Auf dem eingefügten Bilde sind zwei Daazlwürmer abgebildet, die wohl an Eidechsen erinnern können, der Schwanz aber beträgt nur die halbe Körperlänge und ist an den Leib wie bei einem Hund angesetzt, auch der Kopf einem spitzen Hundskopf ähnlich. Sie sind braun und schwarz, roth und grünlich gefleckt und strecken eine gespaltene Zunge aus dem Maul. Im Vorgrund liegt ein Bauer todt, der die eine Hand um die Nase gelegt hat, wahrscheinlich um sich vor dem Gifthauch zu schützen. Nachstehend folgt eine getreue Copie des Bildes.

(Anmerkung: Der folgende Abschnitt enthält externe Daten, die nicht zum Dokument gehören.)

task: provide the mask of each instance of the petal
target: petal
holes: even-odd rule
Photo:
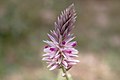
[[[58,67],[58,65],[55,64],[55,65],[53,65],[49,70],[54,70],[54,69],[57,68],[57,67]]]
[[[67,68],[68,63],[66,61],[62,61],[63,65],[65,66],[65,68]]]
[[[76,42],[76,41],[73,41],[73,42],[67,43],[65,46],[66,46],[66,47],[75,47],[76,45],[77,45],[77,42]]]
[[[48,41],[48,40],[43,40],[43,42],[47,43],[49,46],[51,47],[56,47],[56,44],[54,44],[52,41]]]

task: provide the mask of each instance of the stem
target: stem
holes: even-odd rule
[[[63,66],[62,66],[62,71],[65,74],[66,80],[69,80],[67,72],[66,72],[66,70],[65,70],[65,68]]]

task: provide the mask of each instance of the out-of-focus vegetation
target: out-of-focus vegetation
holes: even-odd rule
[[[0,80],[55,80],[42,40],[61,10],[77,11],[74,80],[120,79],[120,0],[0,0]]]

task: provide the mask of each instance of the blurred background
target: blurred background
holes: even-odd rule
[[[0,80],[56,80],[43,62],[47,33],[74,3],[74,80],[120,80],[120,0],[0,0]]]

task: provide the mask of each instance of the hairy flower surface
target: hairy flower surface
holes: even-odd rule
[[[55,22],[55,30],[48,34],[49,40],[44,41],[47,46],[44,48],[43,59],[48,63],[50,70],[64,67],[69,70],[74,64],[79,62],[74,57],[78,57],[78,50],[74,47],[77,42],[72,41],[75,37],[71,34],[76,21],[76,13],[74,4],[70,5],[66,10],[61,12],[57,22]]]

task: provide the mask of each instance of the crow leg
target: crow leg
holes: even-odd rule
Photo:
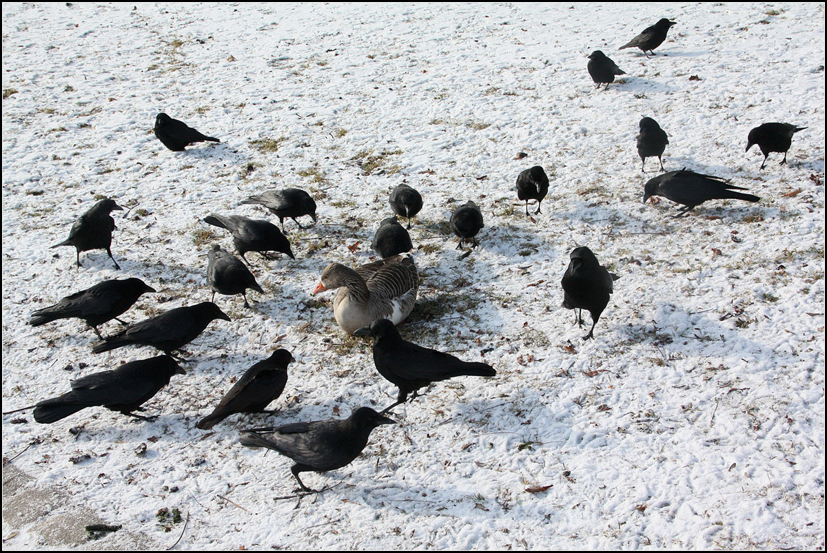
[[[299,473],[301,472],[301,471],[299,470],[299,465],[294,465],[293,468],[290,469],[290,472],[293,473],[293,476],[296,479],[296,482],[299,483],[299,487],[301,487],[302,491],[308,492],[308,493],[318,493],[315,489],[310,489],[309,488],[308,488],[307,486],[305,486],[304,483],[302,482],[302,479],[299,478]]]
[[[595,325],[597,324],[597,319],[591,322],[591,329],[589,330],[589,333],[583,336],[583,340],[589,340],[590,338],[595,337]]]
[[[692,206],[692,207],[694,207],[695,206]],[[688,213],[688,212],[690,212],[690,211],[691,211],[691,209],[692,209],[692,207],[683,207],[683,208],[682,208],[682,209],[681,210],[681,212],[680,212],[680,213],[678,213],[677,215],[673,215],[673,216],[672,216],[672,218],[673,218],[673,219],[676,219],[676,218],[678,218],[679,217],[683,217],[684,215],[686,215],[686,213]]]
[[[152,421],[158,418],[158,415],[154,415],[152,417],[143,417],[142,415],[136,415],[134,412],[129,412],[127,411],[122,411],[121,412],[122,412],[124,415],[127,415],[128,417],[134,417],[135,418],[141,419],[141,421],[146,421],[147,422],[151,422]]]
[[[115,264],[115,269],[117,269],[120,270],[120,269],[121,269],[121,267],[120,267],[120,266],[119,266],[119,265],[117,265],[117,261],[116,261],[116,260],[115,260],[115,258],[112,256],[112,250],[109,250],[109,248],[107,248],[107,249],[106,249],[106,252],[107,252],[108,254],[109,254],[109,259],[111,259],[111,260],[112,260],[112,263],[114,263],[114,264]]]
[[[181,353],[184,353],[184,350],[179,350],[179,351],[180,351]],[[180,361],[181,363],[194,363],[195,362],[194,360],[184,359],[183,357],[179,357],[179,355],[176,355],[175,354],[174,354],[172,351],[165,351],[164,353],[165,355],[170,355],[170,357],[172,357],[176,361]]]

Herr Revierförster Nero, welchem ich die Copie der Votivtafel verdanke, theilte mir mit, daß vom Vorgang im Volk fast einstimmig die Sage besteht, es sey der Verunglückte ein Tyroler gewesen, welchen beim Beerensammeln zwei Springwürmer (wie sie dort heißen) angefallen und verfolgt hätten. Dieses geschah bei der Möserer Leitstube und der Bauer floh im angestrengtesten Lauf bis zur Thalbruck (höchsten Uebergangspunkt ins Heuthal), wo er in Folge des Schreckens und der Erschöpfung zusammenstürzte und verschied.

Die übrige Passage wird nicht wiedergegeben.